A phase 1 study of PF-06647020, an antibody-drug conjugate (ADC) targeting protein tyrosine kinase 7 (PTK7), in patients with advanced solid tumors including platinum resistant ovarian cancer (OVCA)

Abstract

Background: PF‐06647020, an ADC, comprised of a humanized monoclonal anti‐PTK7 antibody, an auristatin, and a cleavable valine‐citrulline linker, is being investigated in a Phase I clinical trial in patients ( pts) with advanced solid tumors including triple negative breast cancer, non‐small cell lung cancer, and OVCA. Here we report safety results and clinical activity in heavily pre‐treated or platinum resistant OVCA pts in this ongoing study.

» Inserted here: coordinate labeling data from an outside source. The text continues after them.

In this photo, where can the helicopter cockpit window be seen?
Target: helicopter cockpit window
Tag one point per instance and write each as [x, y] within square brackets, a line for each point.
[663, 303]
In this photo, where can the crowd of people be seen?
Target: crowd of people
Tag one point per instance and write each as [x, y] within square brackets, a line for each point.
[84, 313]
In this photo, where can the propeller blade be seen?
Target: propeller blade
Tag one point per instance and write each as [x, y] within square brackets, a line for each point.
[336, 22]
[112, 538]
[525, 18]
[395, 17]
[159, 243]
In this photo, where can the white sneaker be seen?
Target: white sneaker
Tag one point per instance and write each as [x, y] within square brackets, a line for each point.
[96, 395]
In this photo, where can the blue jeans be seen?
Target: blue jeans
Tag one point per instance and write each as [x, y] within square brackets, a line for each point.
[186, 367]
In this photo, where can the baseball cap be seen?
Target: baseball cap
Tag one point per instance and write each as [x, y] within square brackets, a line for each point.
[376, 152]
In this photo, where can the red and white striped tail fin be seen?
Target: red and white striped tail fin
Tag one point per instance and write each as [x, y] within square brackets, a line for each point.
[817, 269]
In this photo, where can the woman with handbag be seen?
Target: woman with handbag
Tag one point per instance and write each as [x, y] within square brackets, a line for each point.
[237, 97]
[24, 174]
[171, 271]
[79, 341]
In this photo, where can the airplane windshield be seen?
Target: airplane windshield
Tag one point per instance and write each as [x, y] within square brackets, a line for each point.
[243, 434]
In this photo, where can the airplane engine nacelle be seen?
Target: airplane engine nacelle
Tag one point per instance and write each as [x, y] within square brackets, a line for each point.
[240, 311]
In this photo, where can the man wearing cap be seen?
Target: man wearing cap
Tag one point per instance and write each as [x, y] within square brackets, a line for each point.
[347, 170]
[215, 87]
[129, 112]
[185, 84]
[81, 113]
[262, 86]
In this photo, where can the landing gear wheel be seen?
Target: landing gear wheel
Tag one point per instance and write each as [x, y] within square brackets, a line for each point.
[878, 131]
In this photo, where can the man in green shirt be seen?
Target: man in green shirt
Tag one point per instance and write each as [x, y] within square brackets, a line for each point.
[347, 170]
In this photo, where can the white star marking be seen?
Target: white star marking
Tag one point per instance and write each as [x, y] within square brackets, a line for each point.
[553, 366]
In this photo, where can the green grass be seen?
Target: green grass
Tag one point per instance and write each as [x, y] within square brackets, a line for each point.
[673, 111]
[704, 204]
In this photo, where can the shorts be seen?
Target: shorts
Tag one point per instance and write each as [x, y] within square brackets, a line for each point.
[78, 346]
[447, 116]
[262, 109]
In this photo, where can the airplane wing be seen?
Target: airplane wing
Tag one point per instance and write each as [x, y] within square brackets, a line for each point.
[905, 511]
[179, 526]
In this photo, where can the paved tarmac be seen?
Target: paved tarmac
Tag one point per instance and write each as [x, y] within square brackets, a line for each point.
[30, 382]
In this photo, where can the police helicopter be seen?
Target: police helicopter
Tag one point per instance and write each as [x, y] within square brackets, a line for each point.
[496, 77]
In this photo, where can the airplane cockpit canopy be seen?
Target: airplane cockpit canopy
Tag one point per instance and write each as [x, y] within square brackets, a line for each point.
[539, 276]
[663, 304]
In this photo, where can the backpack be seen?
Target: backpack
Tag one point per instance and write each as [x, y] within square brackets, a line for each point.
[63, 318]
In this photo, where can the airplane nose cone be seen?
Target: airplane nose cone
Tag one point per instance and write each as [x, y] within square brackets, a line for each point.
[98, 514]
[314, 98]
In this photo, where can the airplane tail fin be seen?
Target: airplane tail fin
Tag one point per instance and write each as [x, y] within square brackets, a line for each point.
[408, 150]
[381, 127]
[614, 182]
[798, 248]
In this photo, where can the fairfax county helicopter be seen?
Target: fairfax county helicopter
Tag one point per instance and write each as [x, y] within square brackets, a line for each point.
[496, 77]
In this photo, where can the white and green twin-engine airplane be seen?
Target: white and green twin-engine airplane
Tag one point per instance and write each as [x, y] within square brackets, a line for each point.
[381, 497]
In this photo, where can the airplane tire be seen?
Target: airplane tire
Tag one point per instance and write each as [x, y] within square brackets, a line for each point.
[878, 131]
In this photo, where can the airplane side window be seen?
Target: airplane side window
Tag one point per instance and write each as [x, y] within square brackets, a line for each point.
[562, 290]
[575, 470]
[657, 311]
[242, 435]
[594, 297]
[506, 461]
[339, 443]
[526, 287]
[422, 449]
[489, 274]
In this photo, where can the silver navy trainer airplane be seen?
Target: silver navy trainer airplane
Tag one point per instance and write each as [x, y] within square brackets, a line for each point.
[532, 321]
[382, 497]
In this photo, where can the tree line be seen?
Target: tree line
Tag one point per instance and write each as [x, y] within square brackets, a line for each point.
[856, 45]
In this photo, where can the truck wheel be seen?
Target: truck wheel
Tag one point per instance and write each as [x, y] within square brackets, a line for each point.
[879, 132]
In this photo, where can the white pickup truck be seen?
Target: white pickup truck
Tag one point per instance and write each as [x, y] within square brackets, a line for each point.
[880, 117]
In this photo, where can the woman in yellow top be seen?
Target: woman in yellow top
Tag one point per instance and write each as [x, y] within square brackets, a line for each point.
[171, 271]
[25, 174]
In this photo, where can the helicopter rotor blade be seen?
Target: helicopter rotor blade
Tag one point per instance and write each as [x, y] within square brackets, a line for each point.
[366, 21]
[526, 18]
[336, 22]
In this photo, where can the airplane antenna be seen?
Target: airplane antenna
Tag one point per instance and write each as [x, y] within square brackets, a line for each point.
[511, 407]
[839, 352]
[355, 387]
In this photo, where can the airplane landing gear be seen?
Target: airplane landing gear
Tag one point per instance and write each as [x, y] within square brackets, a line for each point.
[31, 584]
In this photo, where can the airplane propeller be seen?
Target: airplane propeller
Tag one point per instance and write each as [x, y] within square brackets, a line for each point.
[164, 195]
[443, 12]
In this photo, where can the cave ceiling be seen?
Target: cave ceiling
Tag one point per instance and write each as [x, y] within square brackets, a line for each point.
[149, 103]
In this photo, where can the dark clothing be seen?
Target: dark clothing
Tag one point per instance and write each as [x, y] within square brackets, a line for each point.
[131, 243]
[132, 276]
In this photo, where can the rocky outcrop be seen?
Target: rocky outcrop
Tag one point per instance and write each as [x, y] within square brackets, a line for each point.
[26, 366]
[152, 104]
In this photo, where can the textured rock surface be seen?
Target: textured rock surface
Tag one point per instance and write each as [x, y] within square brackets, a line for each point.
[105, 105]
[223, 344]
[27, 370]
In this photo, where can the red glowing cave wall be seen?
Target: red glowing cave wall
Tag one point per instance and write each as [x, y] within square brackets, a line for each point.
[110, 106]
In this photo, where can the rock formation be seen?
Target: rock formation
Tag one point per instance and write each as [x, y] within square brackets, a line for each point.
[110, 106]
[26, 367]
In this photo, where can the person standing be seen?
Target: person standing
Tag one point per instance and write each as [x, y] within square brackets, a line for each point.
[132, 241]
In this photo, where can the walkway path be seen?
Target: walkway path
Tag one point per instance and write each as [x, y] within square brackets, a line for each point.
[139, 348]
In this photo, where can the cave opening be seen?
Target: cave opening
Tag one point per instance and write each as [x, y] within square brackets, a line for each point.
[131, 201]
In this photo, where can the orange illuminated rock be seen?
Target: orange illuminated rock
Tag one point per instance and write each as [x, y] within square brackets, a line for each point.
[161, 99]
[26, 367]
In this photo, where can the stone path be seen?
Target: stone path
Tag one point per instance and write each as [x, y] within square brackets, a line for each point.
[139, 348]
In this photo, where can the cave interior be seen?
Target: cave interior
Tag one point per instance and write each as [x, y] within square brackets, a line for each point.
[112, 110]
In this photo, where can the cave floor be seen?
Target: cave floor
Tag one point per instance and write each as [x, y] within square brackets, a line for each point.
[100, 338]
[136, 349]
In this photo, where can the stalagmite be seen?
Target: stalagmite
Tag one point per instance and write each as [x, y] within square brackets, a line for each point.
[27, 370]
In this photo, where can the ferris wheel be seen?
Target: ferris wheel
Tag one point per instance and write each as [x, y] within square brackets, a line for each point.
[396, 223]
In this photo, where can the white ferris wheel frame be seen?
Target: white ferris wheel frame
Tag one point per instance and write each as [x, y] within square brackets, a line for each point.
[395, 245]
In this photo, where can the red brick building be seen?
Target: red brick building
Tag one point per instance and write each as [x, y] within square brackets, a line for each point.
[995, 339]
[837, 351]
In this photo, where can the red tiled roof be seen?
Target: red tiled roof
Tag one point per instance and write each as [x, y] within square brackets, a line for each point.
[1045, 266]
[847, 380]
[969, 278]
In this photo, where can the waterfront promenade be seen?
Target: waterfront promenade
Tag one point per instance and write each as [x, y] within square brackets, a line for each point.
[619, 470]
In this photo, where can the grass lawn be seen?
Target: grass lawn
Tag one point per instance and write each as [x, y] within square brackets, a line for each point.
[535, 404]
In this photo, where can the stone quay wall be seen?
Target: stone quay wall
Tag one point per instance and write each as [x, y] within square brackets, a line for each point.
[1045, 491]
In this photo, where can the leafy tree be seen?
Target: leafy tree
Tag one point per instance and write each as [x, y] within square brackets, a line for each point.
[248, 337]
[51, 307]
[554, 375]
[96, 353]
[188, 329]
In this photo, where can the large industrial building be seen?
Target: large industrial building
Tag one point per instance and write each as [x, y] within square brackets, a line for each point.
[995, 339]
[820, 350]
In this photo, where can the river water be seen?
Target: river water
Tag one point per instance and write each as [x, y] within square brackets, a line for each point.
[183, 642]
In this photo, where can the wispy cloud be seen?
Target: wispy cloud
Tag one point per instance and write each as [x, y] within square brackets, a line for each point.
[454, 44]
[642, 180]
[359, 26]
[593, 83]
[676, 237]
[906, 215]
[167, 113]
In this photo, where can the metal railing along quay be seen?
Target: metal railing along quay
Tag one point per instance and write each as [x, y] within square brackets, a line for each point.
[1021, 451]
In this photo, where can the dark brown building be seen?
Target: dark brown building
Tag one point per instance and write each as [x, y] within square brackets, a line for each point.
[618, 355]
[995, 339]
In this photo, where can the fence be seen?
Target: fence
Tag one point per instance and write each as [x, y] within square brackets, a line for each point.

Methods: PF‐06647020 was administered intravenously to pts with advanced solid tumors once every 3 weeks (Q3W)/cycle in escalating doses from 0.2 ‐ 3.7 mg/kg until progression. In dose expansion, platinum resistant or refractory OVCA pts (unselected for PTK7 expression) received the recommended phase 2 dose (RP2D). Adverse events (AEs) were evaluated by CTCAE v4.03 and best overall response (BOR) was assessed by RECIST v1.1. Results: As of May 31, 2016, 76 pts have been treated with PF‐06647020, 60 of which were treated at 2.8 mg/kg (identified RP2D) Q3W. Most commonly (>10%) reported drug related AEs for all pts (mainly Grades 1 ‐ 2) were nausea (46%), alopecia (34%), headache (32%), fatigue (30%), neutropenia (26%), vomiting (22%), decreased appetite (17%), myalgia (15%), arthralgia (11%), and diarrhea (11%). Fourteen pts (18%) experienced Grade >3 drug related neutropenia and 3 pts (4%) discontinued due to drug related AEs [ pruritus (Grade 2) and fatigue (Grades 2 and 3)]. Twenty‐nine recurrent OVCA pts with ECOG PS 0‐1 (median age 58.5 yrs [42‐77]) were treated at RP2D or 2.1 mg/kg (1 pt). Of 22 pts currently evaluable for BOR assessment, 1 pt had CR, 5 pts had PR (4 were platinum resistant) with ORR 27% (95% CI: 13%, 48%), 12 pts (55%) had SD, and 4 pts (18%) had PD. Median duration of treatment is 3 cycles (range 1‐13), and 10 pts remain on treatment. Exploratory immunohistochemistry staining by a validated assay on archival tumors showed all OVCA pts had PTK7 expression. Conclusions: Encouraging clinical responses have been observed in patients with heavily pre‐treated or platinum resistant OVCA. PF‐06647020 has an acceptable safety profile and is being further developed.